I have never been to a mega-church service – which is something to be ashamed of, since I have written so often about evangelicalism’s political wing. And it was revealing. The theater was called a sanctuary – but it felt like a conference stage. There were no pews, no altar (of course), just movie-theater seats, a big complicated stage with a set, and four huge screens. It looked like a toned-down version of American Idol. I was most impressed by the lighting, its subtlety and professionalism (I’ve often wondered why the Catholic church cannot add lighting effects to choreograph the Mass). The lyrics of the religious pop songs – “hymns” doesn’t capture their Disney channel infectiousness – were displayed on the screens as well, allowing you to sing without looking down at a hymnal. Great idea. And the choir was a Christian pop band, young, hip-looking, bearded, unpretentious and excellent. Before long, I was singing and swaying and smiling with the best of them. The only thing I couldn’t do was raise my hands up in the air.
This was not, in other words, a Catholic experience. But it was clearly, unambiguously, a Christian one.
There was little sadness – and no purgative drunken wake. We were told not to wear suits and dark clothes, so the crowd was in greens and blues and whites (Joe bought a special pink plaid number just for the occasion). And the reason for this was quite obvious: almost everyone there, including myself, were completely sure that a) David was still there and b) his death was something to be celebrated if you loved him. He was certainly looking forward to it. His extraordinary wife, Kim, was effervescent and stunning in a white dress. She has been through hell and back several times in the last decade. And yet she wore that toll lightly today. The tears were for another time. The sobs for another one too.

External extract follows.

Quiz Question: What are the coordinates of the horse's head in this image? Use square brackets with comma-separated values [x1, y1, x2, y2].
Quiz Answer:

What I guess I’m trying to say is that so many of us have come to view evangelical Christianity as threatening, and in its political incarnation, it is at times. But freed from politics, evangelical Christianity has a passion and joy and Scriptural mastery we could all learn from. The pastors were clearly of a higher caliber than most of the priests I have known – in terms of intellect and command. The work they do for the poor, the starving, and the marginalized in their own communities and across the world remains a testimony to the enduring power of Christ’s resurrection.
In some way, this was David’s last gift to me. His own unvarnished, embarrassingly frank belief helped me get over my prejudices against evangelicalism as a lived faith. His faith strengthened mine immeasurably, especially when we were among the first two to bail on the Bush administration in its first term. It was not a shock that his last day above the ground opened up more windows and doors in my mind. He doubtless hoped it would.
I feel no grief. I remain, as someone once said, surprised by joy.